Costaine telephoned at eleven, via Brettlaw’s secretary, asking if the DDO had ten minutes. If Costaine, as his Deputy Director for Policy, asked for ten minutes, it was Costaine’s code for saying something was wrong. Not necessarily something that would change the world, just something which the DDO should know about, perhaps something which it would take the DDO to sort out. Besides, Costaine was Inner Circle; not Inner Circle of Inner Circle, but still part of the black projects.

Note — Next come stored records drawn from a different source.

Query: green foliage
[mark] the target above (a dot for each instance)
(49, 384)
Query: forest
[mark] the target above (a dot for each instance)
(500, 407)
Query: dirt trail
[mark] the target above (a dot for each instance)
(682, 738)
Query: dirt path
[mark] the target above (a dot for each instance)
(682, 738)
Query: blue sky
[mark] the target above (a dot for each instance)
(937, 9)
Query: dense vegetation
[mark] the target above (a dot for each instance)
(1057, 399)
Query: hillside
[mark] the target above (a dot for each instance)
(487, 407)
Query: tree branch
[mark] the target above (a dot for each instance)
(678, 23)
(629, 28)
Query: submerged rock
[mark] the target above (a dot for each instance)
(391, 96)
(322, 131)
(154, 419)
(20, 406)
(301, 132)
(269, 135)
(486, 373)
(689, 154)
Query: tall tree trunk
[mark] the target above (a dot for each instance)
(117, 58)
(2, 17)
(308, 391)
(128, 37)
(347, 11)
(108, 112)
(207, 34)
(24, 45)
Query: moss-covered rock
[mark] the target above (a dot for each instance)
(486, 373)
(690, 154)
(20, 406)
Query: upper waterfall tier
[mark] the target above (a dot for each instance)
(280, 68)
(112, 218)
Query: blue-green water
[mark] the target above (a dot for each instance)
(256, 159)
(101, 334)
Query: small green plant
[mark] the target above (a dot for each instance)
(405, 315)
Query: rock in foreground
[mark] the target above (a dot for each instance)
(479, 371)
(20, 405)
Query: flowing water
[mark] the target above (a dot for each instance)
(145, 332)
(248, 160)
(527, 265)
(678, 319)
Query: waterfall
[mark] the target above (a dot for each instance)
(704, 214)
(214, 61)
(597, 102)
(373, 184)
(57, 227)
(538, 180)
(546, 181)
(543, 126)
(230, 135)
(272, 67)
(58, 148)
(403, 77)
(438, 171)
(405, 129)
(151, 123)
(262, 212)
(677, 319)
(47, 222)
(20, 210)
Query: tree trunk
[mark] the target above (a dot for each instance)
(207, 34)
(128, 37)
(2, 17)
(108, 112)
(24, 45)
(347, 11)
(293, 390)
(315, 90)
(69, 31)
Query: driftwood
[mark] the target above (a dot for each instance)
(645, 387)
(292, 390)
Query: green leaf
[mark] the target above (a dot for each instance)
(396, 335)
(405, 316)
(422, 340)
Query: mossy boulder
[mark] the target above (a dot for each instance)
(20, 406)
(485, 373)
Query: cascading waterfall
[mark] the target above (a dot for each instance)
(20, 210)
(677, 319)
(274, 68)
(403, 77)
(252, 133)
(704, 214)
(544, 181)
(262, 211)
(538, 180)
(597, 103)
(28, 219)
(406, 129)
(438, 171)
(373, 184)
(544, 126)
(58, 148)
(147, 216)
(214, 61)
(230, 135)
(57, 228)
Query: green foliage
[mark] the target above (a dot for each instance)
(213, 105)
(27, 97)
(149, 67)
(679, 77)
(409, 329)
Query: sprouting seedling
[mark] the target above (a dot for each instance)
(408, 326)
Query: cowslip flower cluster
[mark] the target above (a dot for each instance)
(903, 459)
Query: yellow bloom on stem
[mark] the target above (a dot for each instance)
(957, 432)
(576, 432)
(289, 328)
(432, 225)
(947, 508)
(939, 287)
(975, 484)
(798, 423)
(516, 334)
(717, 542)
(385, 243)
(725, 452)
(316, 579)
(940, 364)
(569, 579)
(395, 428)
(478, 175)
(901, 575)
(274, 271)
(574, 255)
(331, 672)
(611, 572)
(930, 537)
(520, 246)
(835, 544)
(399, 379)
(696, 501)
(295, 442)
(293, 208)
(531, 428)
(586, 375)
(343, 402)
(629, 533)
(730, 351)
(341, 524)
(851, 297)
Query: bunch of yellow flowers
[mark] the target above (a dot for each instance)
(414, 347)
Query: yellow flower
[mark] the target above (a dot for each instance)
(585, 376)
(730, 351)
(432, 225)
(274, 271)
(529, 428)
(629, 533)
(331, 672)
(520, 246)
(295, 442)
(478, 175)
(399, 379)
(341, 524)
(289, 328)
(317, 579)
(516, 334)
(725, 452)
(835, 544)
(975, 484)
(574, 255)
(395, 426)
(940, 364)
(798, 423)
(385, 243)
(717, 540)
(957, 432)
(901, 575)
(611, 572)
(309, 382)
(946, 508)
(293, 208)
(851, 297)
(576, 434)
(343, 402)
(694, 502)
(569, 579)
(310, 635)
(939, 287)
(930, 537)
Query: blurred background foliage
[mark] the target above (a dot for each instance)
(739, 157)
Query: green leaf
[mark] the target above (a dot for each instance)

Brettlaw told him to come up, and asked Maggie to put the remainder of his morning’s engagements back ten minutes.

Costaine arrived three minutes later.

‘There’s a slight problem with Red River.’

He was seated in the leather armchair in front of Brettlaw’s desk.

‘What exactly?’

Red River was a worn-out mining town turned ski resort eight thousand feet up in the Southern Rockies. Apparently run down, apparently redneck. Great people and great snow. Red River was also the code for one of the black projects.

‘Certain funds which should have been in place two days haven’t arrived.’

‘Important?’

Costaine ran his fingers through his crewcut. ‘Delicate rather than important, but we should get it sorted out.’ But he couldn’t, because he was operations, not finance.

‘Leave it with me. If it’s not sorted by tomorrow let me know.’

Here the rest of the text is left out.